Schon heute seien auch manche Gesundheitsämter in Deutschland nicht mehr in der Lage, Infektionsketten nachzuverfolgen – trotz Unterstützung etwa durch die Bundeswehr. „Wenn wir die Entwicklung nicht bremsen, sind die Intensivstationen bis zum Nikolaustag voll“, mahnte der Südwest-Regierungschef.
An den Prioritäten in der Krise ließ Kretschmann keinen Zweifel: „Wir wollen so weit es nur geht die Kitas und Schulen und die Wirtschaft offen halten. Das erfordert in anderen Bereichen ein umso entschlosseneres Handeln“, sagte er und listete die Beschlüsse der Bund-Länder-Konferenz auf. Er betonte: „Die Einschränkungen, die wir heute beschlossen haben, sind zeitlich befristet.“
Besonders erfreut äußerte sich Kretschmann über die Solidarität der Länderchefs, die längst noch nicht so viele Infektionszahlen in ihren Ländern verzeichnen wie etwa Baden-Württemberg und Bayern. „Es war wirklich beeindruckend, wie schnell wir heute zusammengekommen sind.“ Die Maßnahmen gelten bundesweit. Kretschmann sprach von einer „kollektiven Kraftanstrengung von Bund und Ländern, um gemeinsam eine akute Gesundheitsnotlage abzuwenden“.
Ihm sei klar, dass viele die Einschränkungen als ungerecht empfänden, so Kretschmann. „Mir ist bewusst, dass wir Ihnen mit diesen Maßnahmen sehr viel abverlangen. Wir haben diese Entscheidungen nicht leichtfertig getroffen, wir handeln auf Basis von Fakten, nicht von Emotionen.“
Winfried KretschmannDas Virus fühlt sich dort besonders wohl und breitet sich besonders dort aus, wo wir uns auch besonders wohlfühlen und in geschlossenen Räumen gesellig zusammenkommen.

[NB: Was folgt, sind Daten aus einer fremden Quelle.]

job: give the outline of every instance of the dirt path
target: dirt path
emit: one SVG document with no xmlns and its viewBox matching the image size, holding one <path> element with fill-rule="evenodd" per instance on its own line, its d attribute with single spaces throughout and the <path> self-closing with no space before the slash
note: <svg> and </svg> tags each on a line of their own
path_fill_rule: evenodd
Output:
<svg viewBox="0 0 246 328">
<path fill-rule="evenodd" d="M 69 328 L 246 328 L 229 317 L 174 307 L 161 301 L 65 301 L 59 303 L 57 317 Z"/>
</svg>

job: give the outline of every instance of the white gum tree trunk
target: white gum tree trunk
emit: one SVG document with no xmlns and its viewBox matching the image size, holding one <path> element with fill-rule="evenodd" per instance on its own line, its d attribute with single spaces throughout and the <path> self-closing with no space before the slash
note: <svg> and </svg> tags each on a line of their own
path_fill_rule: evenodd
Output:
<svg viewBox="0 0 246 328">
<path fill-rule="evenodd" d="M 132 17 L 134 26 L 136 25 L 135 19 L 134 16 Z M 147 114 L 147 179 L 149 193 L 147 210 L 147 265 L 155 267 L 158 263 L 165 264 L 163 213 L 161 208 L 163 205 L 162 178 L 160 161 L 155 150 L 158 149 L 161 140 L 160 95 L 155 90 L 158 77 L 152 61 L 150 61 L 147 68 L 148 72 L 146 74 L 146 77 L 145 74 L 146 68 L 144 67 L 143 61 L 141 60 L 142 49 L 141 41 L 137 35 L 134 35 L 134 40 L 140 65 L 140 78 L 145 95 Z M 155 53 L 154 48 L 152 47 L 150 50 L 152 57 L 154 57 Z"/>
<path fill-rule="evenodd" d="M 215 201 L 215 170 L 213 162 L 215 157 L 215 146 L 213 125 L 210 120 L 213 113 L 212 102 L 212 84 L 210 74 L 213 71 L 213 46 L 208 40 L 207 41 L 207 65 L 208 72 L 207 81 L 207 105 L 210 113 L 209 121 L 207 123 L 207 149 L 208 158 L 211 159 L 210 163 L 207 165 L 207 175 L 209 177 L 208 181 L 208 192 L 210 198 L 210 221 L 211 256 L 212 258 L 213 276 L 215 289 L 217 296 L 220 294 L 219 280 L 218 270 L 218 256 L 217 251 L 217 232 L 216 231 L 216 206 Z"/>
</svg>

Er rief die Bürger auf, Kontakte um 75 Prozent zu reduzieren – nicht erst ab Montag, wenn die Einschränkungen greifen, sondern gerade auch schon am Wochenende. Denn: „Das Virus fühlt sich dort besonders wohl und breitet sich besonders dort aus, wo wir uns auch besonders wohlfühlen und in geschlossenen Räumen gesellig zusammenkommen. Deshalb müssen wir diese geselligen Kontakte jetzt einschränken.“ Nur so könne die Infektionswelle gebrochen und Infektionsketten wieder nachvollzogen werden. Das sei in 75 Prozent aller Fälle derzeit nicht mehr möglich.